My friend fear used to be my enemy. When she (I am using she because essentially this fear
is mine, a part of me, the whole of me, and I am choosing to own it as mine) when
she would come around I would resist. I would push through. I would distract.
I would numb. I would blame. I would make excuses.
I would do whatever it took to avoid friending my fears.
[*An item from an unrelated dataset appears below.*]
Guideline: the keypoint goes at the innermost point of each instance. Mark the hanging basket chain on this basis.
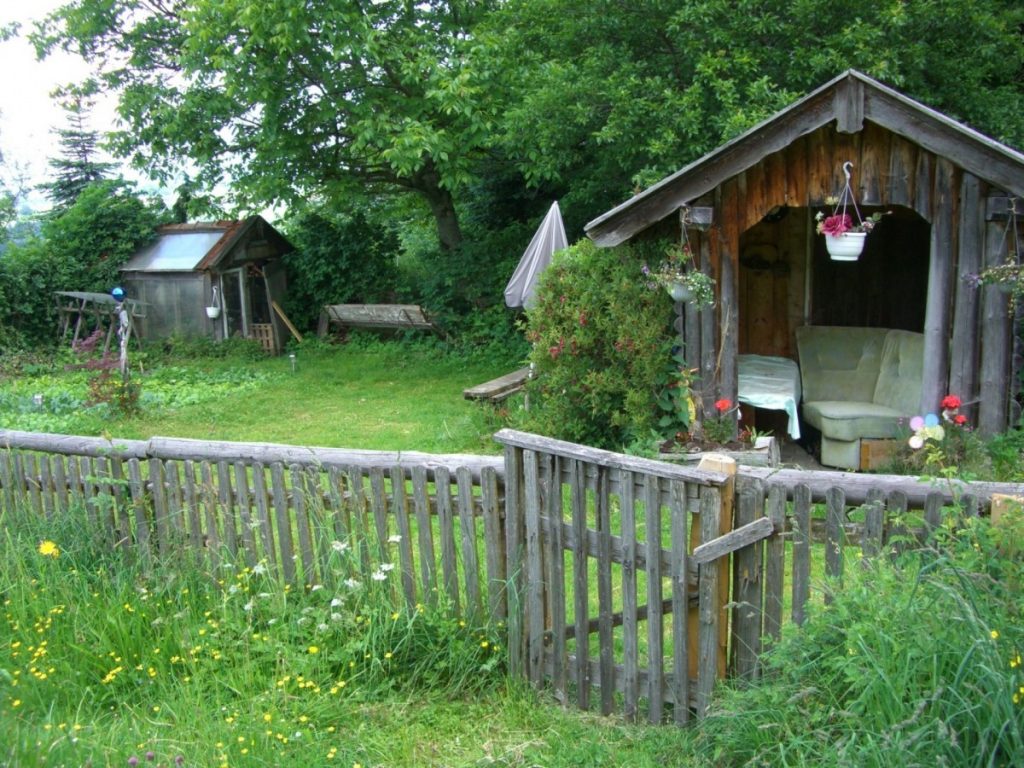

There’s always an excuse for not following the call of your
heart. There’s always someone to blame
for the “challenges” in life. There’s always a way to get around the tough
stuff, always something else to do, something easier to do. There’s always a glass of wine, or three to dull the
mind, and tune out.
Fear Exists For A
Reason
Every time I experience fear, there’s an underlying reason,
some old/new insecurity, usually stemming from not being accepted and
appreciated, or feeling that I am not worthy enough. I can trace back to the
root of the issue, in yoga terms this is called vichara, and start to create new mental and emotional patterns that
support me.
Fear Is A Motivator
Fear has motivated me to be stronger than my fear. To do the
work every day that connects me to my power and courage, to be brave. What
work? Practicing the yoga poses that scare me, sitting through my meditation
even when some deep release is happening, that’s making my skin crawl, that
forces an audible scream from my mouth. Fear has motivated me to be calm when
driving, because I do not want my sweet, innocent, children to grow up thinking
driving is scary. Even now, fear is a factor in my motivation to write.
Fear Holds the Key to
Unlocking the Deepest Parts of Ourselves
Whatever we fear, wherever we hold fear, we are inhibiting
our ability to connect to and experience life in the most potent, fulfilling
way. Only by getting dirty, diving in and swimming around in the muck, the dark
parts of ourselves, can we come back to the shining.
It’s Okay to Feel Fear
Everyone experiences it, our stories are so different but
shockingly similar. There’s this cultural mindset that we all have to walk
around knowing everything, being okay with everything, not getting upset,
scared, or scarred by anything. What a very
silly way to live. Imagine how different
our lives’ would be if we could just talk about what really scares us? If instead of talking about the weather we
could say, “Today I felt really insecure when…” or if we could share openly and
honestly with each other about what keeps us up at night, without the fear of
judgment and criticism. I am taking that
leap now; let’s take it together.
Friend Your Fear
Fear is a part of me; it’s a part of you. Just as much as love, passion, compassion, joy,
and even anger, or jealousy are a part of us. We are whole beings, not separate beings divided by the emotions we enjoy
or do not enjoy. It’s all there, whether
we like it or not. We can either friend
it or fight it.
Let’s be real. This is intense work. In order to friend your
fear you have to first want to
friend your fear. This thought alone can totally blow your mind. Why? Because
it’s so much easier to resist, distract, blame, numb and make excuses. Who
really wants to get to know the parts of themselves that are buried so deeply
and locked up so tightly that it requires an entire demolition of the person
you thought you were to reveal where you have room to grow?
This girl, that’s who.
The way I see it I have two options.
Friend my fear and tune in to my desire to embrace all of the parts that
make the whole of me; or live in a state of fear, that is debilitating, that
shadows every promise of light, creativity, and love that I can offer the
world.
A dear friend of mine once said to me, why are you so afraid
of your own unfolding? I guess that’s the question we should all ask ourselves. Do your work, love yourself, all of yourself, friend your fear.